When I go to Capitol Hill I’ll make a direct point: Ohio is not immune to the sophisticated schemes that prey on big government programs. The problem isn’t theory. It’s real money disappearing from programs meant for the most vulnerable Ohioans, and taxpayers deserve answers.

Wherever there’s large, federally backed spending you get incentive for bad actors to push the boundaries. That pattern shows up again and again in Medicaid, where complex rules and inconsistent administration create gaps that can be exploited by providers or intermediaries looking to game the system.
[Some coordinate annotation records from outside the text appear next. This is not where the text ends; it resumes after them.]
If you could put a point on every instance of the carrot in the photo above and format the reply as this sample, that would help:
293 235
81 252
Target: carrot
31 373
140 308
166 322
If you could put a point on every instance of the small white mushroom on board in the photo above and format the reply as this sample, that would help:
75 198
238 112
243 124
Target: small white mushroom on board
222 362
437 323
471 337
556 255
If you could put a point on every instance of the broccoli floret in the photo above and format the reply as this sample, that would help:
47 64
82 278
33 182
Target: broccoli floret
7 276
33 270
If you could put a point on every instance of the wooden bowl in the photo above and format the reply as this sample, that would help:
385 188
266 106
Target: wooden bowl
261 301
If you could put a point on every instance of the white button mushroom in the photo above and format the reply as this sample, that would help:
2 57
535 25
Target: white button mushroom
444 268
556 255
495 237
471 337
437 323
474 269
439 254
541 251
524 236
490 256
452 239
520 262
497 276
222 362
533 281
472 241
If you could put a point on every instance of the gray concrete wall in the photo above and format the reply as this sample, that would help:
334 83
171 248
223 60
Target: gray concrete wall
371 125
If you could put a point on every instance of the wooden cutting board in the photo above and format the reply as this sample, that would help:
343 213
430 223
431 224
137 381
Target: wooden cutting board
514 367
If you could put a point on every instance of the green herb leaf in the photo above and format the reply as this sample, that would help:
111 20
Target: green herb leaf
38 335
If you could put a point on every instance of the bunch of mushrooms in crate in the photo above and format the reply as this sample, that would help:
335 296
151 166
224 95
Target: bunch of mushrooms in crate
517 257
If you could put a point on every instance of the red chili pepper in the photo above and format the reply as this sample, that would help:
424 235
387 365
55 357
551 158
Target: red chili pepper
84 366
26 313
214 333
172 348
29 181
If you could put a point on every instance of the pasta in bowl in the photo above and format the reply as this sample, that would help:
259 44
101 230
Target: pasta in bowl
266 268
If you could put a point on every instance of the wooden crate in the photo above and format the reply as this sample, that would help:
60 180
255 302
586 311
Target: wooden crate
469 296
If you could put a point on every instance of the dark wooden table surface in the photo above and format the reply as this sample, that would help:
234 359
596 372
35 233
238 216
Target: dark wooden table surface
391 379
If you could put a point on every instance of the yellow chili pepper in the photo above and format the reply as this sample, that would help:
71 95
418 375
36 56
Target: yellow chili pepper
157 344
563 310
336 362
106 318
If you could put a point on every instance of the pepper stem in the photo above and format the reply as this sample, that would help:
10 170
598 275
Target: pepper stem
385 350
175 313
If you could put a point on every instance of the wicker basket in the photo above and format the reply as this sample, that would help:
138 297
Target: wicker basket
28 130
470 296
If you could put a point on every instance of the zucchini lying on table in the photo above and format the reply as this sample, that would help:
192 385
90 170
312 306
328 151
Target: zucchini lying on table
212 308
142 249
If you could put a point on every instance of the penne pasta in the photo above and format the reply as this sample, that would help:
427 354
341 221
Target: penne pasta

My office has been raising the alarm about Medicaid fraud, waste and abuse since 2019. Those warnings are backed by audits that point to systemic weaknesses, not mere bookkeeping slips. When audits show error rates this high you have to treat them as a structural problem that requires leadership to act.

The Ohio Department of Medicaid dominates the biennial budget with roughly $40 billion a year in state and federal funds aimed at about 2.9 million residents. That’s a massive program serving lower-income families, older adults, people with disabilities, pregnant women and children. With that scale comes the obligation to protect every dollar from waste and theft.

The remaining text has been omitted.